⬆️ ⬇️

JunOS update on EX4500 switches in VirtualChassis - what could go wrong? Part 1

Searching on Habré, did not find the article covering this topic in the required amount, hence the post. There will be two parts, since there is a bit too much for a trial article.



Since I'm new here, let me introduce myself: my name is Yura and at the moment I am working as a network engineer in the company as a service provider. Behind him is teaching at the Cisco Networking Academy, quite a close acquaintance with the lower / middle line of their devices and the last four years with Juniper devices. For a long time I could not collect my thoughts about this post, but in the end, the thirst for epistolary recognition and the desire to help colleagues took up.



As an introduction, I can say that the principle of updating and the above calculations are valid for most (if not all) Juniper devices. In my case, these are two EX4500 switches operating in VirtualChassis (virtual chassis / VC). The VirtualChassis technology itself will not be considered by me, as this will inflate the post to indecent sizes. In addition, the topic was discussed earlier on Habré here . I will only note that it vaguely resembles VSS from Cisco: several physical devices are combined into one logical one with a common control panel, configuration, protocols, tables, etc. I won’t get too bogged down and reflect on the advantages / disadvantages, implementation and other internal subtleties - the comparison here is more like a reference mark, the differences between VC and VSS are large, as well as between Cisco IOS and JunOS.

')

My patient is two EX4500 physical switches combined into the mentioned VC (that is, one logical device) and located in the network core. Above the network are two independent BGP routers, each of which is connected to its physical EX4500 (“member” in the virtual chassis) with one link and sends the default route, summarizing the Full View table. Below is a network of servers with virtual servers and physical servers that use VC as the default gateway. The original version of JunOS 11.1R3.5, uptime - with the installation, about 800 days.



The update itself and its need for vital long before my appearance in the company (hence the rather ancient version), but either nobody decided, given the importance of the piece of iron, or there was no time for it, or “it works — don't touch it,” but it no longer important. The term of support for this version was coming to an end and the update had to be done. Since this is the core of the service provider network, among which clients are many critical to the unavailability of customers, the downtime requirements are quite stringent. Among other things, internal traffic is added (for example, backups) that passes through the core. Looking ahead to say that without a bit of luck, I would have failed these requirements. On the other hand, without a share of failure, this post would not exist.

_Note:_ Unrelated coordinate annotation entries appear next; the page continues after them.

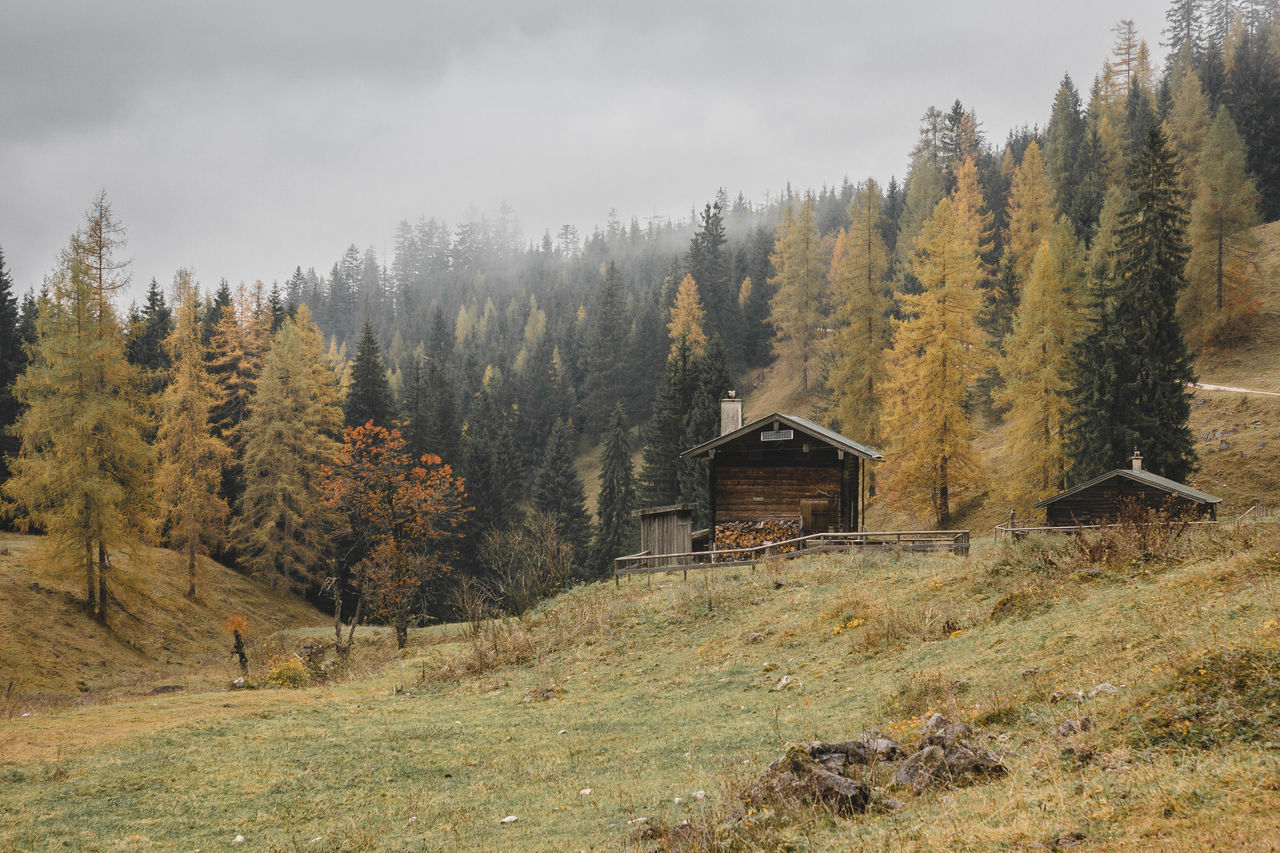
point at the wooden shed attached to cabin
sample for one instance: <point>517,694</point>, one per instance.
<point>1098,501</point>
<point>787,469</point>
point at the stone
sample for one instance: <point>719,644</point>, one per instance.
<point>798,778</point>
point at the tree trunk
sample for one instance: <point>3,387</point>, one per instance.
<point>101,582</point>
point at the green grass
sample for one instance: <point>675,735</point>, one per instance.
<point>659,696</point>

So, according to information from the manufacturer, the system can be updated in the following ways:



  1. Normal update
  2. Nonstop Software Upgrade (NSSU)
  3. In-service Software Upgrade (ISSU)


From the end - ISSU. The idea here is that the OS is first updated on the main RoutingEngine (RE), and all management and traffic is switched to standby RoutingEngine (RE). Then there is a switch between the engines and update the backup RE. Protocols and tables for this must be synchronized between the engines - this is achieved using Graceful Routing Engine Switchover (GRES) and Nonstop Bridging / Routing (NSB / NSR) technologies.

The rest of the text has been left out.